Se ci pensiamo questa dinamica si sta presentando, con sfumature diverse, anche nel resto d’Europa e ne avevamo avuto un preavviso roboante con le elezioni europee del 2014. In Italia all’epoca, pochi si soffermarono sull’analisi complessiva del voto continentale, che delineava una fotografia nitida con al centro il rafforzamento preponderante delle forze populiste e anti-integrazione, tutte in crescita grazie alla capacità di farsi interpreti di istanze e bisogni a lungo ignoranti dai partiti mainstream. Grandi partiti, in particolare quelli socialdemocratici, che invece di cogliere quel segnale come stimolo per rivedere le loro piattaforme politico-valoriali con l’obiettivo di rispondere alle domande dei ceti popolari, si sono trincerati dietro posizioni conservative e poche coraggiose, spesso alleati dei partiti conservatori. Ed ecco ripresentarsi il punto: se i cittadini devono scegliere tra proposte solo all’apparenza diverse ma in realtà pienamente sovrapponibili, ecco che vanno a cercarsi l’alternativa.
In questo quadro il PD sembra accusare il colpo, soprattutto perché sembra in difficoltà nell’essere elettoralmente “espansivo” al di fuori della figura di Renzi. Al momento è complicato capire se e quanto in questa tornata elettorale abbia pesato il voto contro il governo; sicuramente una quota dell’elettorato che ha scelto M5S o centro-destra, lo ha fatto con questo orientamento. Ma come sempre per i fenomeni politici e sociali, non c’è un singolo elemento in grado di spiegare tutto. Più che altro il fatto che il PD appaia sempre più come un partito destrutturato, con una classe dirigente locale che in molte parti d’Italia ha dei limiti evidenti e che risulta sempre meno dotato di una cultura politica riconoscibile, danneggia la sua capacità attrattiva quando non c’è direttamente in gioco Renzi. L’aver voluto bruciare i ponti con un pezzo della sinistra e della sua identità (e non mi riferisco a qualche ex esponente del PD uscito per animare esperienze minoritarie a sinistra dei democratici), magari indugiando in accordi locali con pezzi di ceto politico del centro-destra poi rivelatisi elettoralmente ininfluenti, può essere una chiave di lettura utile per spiegare parte dell’affanno del PD in queste elezioni.
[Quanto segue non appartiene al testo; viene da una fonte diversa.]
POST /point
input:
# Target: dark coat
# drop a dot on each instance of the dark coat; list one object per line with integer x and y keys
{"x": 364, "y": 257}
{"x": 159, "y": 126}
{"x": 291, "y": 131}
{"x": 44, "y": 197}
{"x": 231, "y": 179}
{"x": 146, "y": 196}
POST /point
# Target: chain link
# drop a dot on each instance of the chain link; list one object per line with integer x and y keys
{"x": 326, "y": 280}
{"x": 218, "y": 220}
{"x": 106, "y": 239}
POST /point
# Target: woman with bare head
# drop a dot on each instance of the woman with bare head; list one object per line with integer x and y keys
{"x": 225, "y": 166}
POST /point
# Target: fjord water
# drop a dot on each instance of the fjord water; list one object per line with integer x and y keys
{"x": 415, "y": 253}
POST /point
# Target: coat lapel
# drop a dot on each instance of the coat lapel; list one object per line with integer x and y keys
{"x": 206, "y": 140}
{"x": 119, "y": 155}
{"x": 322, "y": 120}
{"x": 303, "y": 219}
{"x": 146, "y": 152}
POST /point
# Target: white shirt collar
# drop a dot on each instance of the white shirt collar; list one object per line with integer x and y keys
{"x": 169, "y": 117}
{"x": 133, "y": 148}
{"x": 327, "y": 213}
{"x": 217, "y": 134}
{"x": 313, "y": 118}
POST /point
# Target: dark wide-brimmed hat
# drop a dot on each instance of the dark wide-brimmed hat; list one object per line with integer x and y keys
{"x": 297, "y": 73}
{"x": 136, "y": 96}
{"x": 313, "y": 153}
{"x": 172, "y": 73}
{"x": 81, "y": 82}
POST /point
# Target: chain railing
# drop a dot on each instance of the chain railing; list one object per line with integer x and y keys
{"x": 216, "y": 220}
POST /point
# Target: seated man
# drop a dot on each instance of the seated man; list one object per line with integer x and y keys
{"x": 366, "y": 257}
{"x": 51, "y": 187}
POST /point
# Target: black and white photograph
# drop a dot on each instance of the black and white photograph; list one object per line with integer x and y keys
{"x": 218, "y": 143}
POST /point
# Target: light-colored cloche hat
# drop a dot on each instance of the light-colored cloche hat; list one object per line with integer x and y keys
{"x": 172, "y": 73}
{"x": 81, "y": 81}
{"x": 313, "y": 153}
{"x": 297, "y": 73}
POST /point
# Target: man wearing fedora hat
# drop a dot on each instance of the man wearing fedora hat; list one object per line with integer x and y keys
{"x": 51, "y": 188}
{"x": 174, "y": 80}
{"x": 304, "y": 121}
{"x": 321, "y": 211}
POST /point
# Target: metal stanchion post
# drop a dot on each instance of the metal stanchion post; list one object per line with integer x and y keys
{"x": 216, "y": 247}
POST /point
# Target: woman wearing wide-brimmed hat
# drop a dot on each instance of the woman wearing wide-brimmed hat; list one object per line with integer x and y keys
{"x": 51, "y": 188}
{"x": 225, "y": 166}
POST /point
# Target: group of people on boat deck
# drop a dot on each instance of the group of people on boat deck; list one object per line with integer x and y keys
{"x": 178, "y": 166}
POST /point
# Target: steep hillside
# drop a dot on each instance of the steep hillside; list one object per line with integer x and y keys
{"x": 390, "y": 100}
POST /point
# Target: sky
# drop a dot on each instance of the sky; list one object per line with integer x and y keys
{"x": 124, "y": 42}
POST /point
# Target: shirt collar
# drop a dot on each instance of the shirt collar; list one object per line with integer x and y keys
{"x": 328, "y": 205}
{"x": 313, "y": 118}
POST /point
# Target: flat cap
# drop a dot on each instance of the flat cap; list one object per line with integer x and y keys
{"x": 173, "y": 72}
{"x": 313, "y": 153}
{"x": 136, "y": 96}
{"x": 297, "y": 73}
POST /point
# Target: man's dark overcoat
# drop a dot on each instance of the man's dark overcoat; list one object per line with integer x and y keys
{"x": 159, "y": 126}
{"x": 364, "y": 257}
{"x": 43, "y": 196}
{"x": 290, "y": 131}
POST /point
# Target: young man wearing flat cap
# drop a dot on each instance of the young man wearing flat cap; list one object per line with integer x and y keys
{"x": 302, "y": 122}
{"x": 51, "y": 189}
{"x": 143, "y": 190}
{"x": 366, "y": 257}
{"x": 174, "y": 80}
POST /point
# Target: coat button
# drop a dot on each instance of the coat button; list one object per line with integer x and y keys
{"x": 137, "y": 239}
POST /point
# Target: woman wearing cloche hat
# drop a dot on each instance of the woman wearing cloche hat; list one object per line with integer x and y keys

Il giudizio definitivo sul voto potrà essere dato solo dopo i ballottaggi, momento in cui il PD potrebbe ribaltare questa inerzia parzialmente negativa e così contenere i danni. Quel che è certo è che dopo il voto Renzi e il PD dovranno decidere come affrontare la strada verso il referendum costituzionale e il modo in cui proseguire la legislatura, perchè il fronte degli oppositori è variegato e rafforzato e l’impostazione eccessivamente avversariale, polarizzante e politicamente autosufficiente, potrebbe non giovare al PD.